As it turns out, many interesting problems arise when agents are embedded in their environment. For example, agents whose source code is readable may be subjected to Newcomb-like problems by entities that simulate the agent and choose their actions accordingly.
Furthermore, certain obstacles to self-reference arise when non-Cartesian agents attempt to achieve confidence in their future actions. Some of these issues are raised by Yudkowsky and Herreshoff; Botworld gives us a concrete environment in which we can examine them.
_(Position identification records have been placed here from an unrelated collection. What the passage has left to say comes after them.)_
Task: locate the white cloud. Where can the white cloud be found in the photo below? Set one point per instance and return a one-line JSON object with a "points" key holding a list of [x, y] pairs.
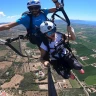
{"points": [[2, 14]]}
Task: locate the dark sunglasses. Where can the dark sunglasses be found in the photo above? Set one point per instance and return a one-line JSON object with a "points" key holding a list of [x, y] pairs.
{"points": [[34, 8], [50, 33]]}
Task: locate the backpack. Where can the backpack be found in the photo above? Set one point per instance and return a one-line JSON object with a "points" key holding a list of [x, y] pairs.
{"points": [[29, 36]]}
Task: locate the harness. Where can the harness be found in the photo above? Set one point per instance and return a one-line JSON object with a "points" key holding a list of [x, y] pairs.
{"points": [[32, 37]]}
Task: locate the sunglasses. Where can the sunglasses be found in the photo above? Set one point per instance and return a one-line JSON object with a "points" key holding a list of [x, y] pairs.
{"points": [[50, 33], [34, 8]]}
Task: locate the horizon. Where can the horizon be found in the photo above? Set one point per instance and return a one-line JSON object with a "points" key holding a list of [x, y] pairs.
{"points": [[73, 8]]}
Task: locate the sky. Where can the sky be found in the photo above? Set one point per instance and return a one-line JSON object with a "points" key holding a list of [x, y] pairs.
{"points": [[11, 10]]}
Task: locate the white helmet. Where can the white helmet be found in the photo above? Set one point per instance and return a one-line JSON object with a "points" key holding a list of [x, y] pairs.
{"points": [[47, 26], [33, 2]]}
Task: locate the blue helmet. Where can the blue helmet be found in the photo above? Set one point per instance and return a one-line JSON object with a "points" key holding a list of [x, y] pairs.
{"points": [[33, 2]]}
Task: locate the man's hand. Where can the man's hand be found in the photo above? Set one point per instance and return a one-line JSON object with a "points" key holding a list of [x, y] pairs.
{"points": [[46, 63]]}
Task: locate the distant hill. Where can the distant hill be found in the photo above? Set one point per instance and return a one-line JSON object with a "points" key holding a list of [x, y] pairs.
{"points": [[78, 22]]}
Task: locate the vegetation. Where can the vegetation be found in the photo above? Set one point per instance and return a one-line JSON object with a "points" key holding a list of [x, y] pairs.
{"points": [[28, 83]]}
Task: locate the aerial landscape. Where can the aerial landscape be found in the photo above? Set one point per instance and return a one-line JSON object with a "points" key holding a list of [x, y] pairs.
{"points": [[26, 76]]}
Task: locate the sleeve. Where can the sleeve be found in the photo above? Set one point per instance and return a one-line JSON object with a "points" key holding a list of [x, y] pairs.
{"points": [[43, 46]]}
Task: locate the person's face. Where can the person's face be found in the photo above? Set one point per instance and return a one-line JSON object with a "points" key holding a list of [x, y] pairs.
{"points": [[34, 9], [50, 34]]}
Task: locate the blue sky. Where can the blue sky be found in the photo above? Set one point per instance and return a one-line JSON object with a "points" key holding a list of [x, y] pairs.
{"points": [[11, 10]]}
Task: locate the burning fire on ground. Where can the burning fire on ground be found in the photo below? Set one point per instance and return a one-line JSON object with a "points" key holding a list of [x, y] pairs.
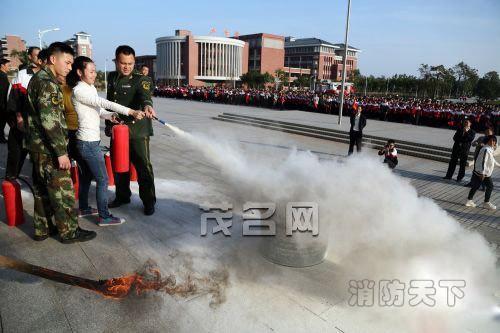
{"points": [[148, 278]]}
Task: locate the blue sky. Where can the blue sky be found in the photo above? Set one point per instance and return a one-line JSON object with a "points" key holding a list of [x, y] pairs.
{"points": [[395, 36]]}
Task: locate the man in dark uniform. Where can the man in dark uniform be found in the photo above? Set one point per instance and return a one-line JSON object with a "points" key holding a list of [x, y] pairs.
{"points": [[4, 89], [132, 89], [358, 122], [462, 141]]}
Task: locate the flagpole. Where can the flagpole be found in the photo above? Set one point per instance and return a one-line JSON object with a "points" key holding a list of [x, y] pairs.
{"points": [[345, 61]]}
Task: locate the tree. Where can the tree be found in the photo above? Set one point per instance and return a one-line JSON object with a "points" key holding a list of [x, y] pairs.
{"points": [[467, 79], [488, 87]]}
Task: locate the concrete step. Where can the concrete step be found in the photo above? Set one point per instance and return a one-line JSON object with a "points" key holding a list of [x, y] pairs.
{"points": [[415, 149]]}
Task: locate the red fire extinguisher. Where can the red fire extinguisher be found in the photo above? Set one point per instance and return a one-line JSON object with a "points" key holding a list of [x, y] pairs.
{"points": [[74, 178], [133, 173], [109, 169], [13, 202], [120, 137]]}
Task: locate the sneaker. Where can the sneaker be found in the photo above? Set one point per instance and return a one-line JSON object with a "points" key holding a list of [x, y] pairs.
{"points": [[109, 221], [470, 203], [489, 205], [81, 235], [149, 210], [117, 203], [87, 212]]}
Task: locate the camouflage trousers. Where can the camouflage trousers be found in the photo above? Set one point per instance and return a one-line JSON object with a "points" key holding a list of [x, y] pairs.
{"points": [[54, 195]]}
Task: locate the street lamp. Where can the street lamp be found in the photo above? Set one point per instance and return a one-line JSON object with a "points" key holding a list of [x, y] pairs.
{"points": [[346, 43], [42, 32], [105, 77]]}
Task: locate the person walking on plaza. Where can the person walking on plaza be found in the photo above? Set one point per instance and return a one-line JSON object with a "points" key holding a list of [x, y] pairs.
{"points": [[90, 107], [483, 169], [463, 139], [133, 90], [4, 90], [479, 143], [358, 122], [390, 154], [47, 141]]}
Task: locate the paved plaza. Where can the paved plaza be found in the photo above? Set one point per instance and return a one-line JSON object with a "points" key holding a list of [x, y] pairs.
{"points": [[259, 296]]}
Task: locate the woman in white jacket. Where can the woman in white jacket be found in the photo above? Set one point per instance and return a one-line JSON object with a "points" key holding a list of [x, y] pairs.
{"points": [[90, 108], [483, 169]]}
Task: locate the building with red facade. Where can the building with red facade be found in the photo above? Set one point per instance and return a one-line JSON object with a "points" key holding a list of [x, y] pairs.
{"points": [[207, 60], [81, 43], [318, 57], [266, 52], [11, 43], [200, 60]]}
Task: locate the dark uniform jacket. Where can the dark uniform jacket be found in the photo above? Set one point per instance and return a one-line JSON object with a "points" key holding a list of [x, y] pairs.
{"points": [[362, 122], [133, 91], [463, 141]]}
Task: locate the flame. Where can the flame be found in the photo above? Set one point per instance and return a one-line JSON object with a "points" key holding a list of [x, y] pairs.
{"points": [[150, 279]]}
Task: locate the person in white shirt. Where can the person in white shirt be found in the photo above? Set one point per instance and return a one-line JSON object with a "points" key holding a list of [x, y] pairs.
{"points": [[90, 108], [483, 169]]}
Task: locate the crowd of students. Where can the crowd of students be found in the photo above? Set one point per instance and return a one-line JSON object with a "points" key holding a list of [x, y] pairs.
{"points": [[427, 112]]}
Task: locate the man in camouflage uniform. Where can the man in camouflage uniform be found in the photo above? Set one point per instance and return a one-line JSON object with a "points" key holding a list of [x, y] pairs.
{"points": [[47, 140], [132, 89]]}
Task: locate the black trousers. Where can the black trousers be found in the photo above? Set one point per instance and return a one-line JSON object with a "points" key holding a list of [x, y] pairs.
{"points": [[455, 156], [355, 138], [3, 122], [476, 183], [139, 156], [16, 154]]}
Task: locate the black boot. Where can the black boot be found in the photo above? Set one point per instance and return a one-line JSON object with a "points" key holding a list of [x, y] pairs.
{"points": [[81, 235]]}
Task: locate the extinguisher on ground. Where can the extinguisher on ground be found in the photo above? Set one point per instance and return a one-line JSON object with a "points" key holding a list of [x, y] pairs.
{"points": [[120, 136]]}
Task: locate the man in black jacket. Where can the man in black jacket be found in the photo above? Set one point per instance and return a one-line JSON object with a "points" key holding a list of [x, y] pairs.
{"points": [[4, 89], [463, 139], [358, 122]]}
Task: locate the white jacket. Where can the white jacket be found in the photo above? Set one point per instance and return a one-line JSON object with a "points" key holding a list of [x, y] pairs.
{"points": [[485, 162], [90, 108]]}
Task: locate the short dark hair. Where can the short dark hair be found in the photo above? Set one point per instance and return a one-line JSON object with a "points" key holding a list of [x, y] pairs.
{"points": [[491, 137], [42, 55], [124, 49], [80, 63], [32, 48], [59, 47]]}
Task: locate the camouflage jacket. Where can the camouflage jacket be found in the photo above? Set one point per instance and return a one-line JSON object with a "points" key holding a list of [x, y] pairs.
{"points": [[134, 92], [46, 128]]}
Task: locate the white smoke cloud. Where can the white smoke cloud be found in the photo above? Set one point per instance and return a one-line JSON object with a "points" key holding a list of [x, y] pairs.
{"points": [[377, 228]]}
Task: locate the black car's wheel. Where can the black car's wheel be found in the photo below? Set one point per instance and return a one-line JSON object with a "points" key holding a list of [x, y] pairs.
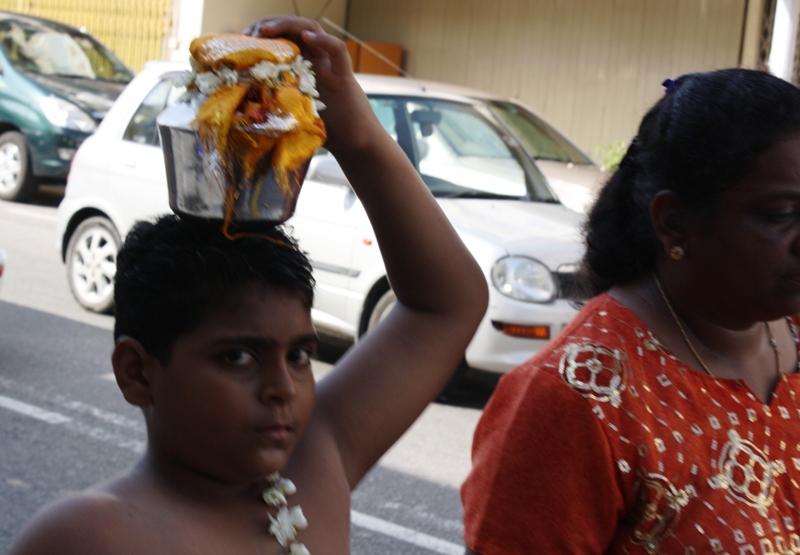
{"points": [[380, 309], [92, 263], [16, 179]]}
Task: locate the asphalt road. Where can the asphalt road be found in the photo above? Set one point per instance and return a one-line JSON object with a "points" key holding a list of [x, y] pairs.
{"points": [[64, 425]]}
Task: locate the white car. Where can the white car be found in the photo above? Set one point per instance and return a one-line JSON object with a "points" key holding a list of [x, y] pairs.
{"points": [[489, 161], [2, 264]]}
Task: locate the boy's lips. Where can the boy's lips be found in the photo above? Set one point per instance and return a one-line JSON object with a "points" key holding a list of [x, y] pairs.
{"points": [[276, 431]]}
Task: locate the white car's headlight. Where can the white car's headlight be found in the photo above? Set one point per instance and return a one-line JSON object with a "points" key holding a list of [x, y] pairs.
{"points": [[524, 279], [65, 114]]}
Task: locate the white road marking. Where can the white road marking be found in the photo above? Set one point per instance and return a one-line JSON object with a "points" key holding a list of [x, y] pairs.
{"points": [[32, 411], [407, 535], [362, 520]]}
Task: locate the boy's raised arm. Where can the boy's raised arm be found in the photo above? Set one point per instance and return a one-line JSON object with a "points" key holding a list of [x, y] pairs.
{"points": [[382, 386]]}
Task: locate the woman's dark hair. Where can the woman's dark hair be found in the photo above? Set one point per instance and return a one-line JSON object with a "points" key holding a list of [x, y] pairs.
{"points": [[172, 272], [700, 139]]}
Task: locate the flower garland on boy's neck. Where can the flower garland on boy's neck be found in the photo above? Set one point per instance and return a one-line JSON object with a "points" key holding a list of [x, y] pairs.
{"points": [[285, 524]]}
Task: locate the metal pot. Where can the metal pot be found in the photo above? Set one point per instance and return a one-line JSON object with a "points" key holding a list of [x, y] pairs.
{"points": [[197, 183]]}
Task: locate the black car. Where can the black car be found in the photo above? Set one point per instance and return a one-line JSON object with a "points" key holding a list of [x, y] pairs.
{"points": [[56, 84]]}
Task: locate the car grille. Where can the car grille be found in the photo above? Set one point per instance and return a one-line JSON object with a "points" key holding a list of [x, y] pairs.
{"points": [[568, 287]]}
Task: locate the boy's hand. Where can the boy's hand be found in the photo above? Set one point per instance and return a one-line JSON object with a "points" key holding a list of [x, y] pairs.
{"points": [[348, 117]]}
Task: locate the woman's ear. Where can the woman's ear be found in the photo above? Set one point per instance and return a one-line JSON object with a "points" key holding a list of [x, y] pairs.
{"points": [[669, 222], [133, 368]]}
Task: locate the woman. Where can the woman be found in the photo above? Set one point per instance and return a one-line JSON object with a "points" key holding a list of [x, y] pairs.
{"points": [[664, 419]]}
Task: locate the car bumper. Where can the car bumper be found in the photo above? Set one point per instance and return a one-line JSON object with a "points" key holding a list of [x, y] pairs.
{"points": [[493, 350], [52, 153]]}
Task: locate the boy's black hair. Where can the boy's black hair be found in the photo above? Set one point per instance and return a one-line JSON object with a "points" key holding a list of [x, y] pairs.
{"points": [[700, 139], [172, 272]]}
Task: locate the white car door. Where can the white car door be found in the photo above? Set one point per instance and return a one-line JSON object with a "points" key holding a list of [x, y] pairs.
{"points": [[137, 176], [324, 225]]}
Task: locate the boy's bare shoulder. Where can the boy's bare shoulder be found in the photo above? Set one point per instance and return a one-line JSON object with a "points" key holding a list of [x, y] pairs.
{"points": [[89, 522]]}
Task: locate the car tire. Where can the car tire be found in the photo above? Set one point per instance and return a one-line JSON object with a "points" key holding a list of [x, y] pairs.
{"points": [[16, 178], [380, 309], [92, 263]]}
One of the primary benefits of Botworld is concreteness: when working with abstract problems of self-reference, it is often very useful to see a concrete decision problem (“game”) in a fully specified world that directly exhibits the obstacle under consideration. Botworld makes it easier to visualize these obstacles.
Conversely, Botworld also makes it easier to visualize suggested agent architectures, which in turn makes it easier to visualize potential problems and probe the architecture for edge cases.
Finally, Botworld is a tool for communicating. It is our hope that Botworld will help others understand the varying formalisms for self-modifying agents by giving them a concrete way to visualize such architectures being implemented. Furthermore, Botworld gives us a concrete way to illustrate various obstacles, by implementing Botworld games in which the obstacles arise.
Botworld has helped us gain a deeper understanding of varying formalisms for self-modifying agents and the obstacles they face. It is our hope that Botworld will help others more concretely understand these issues as well.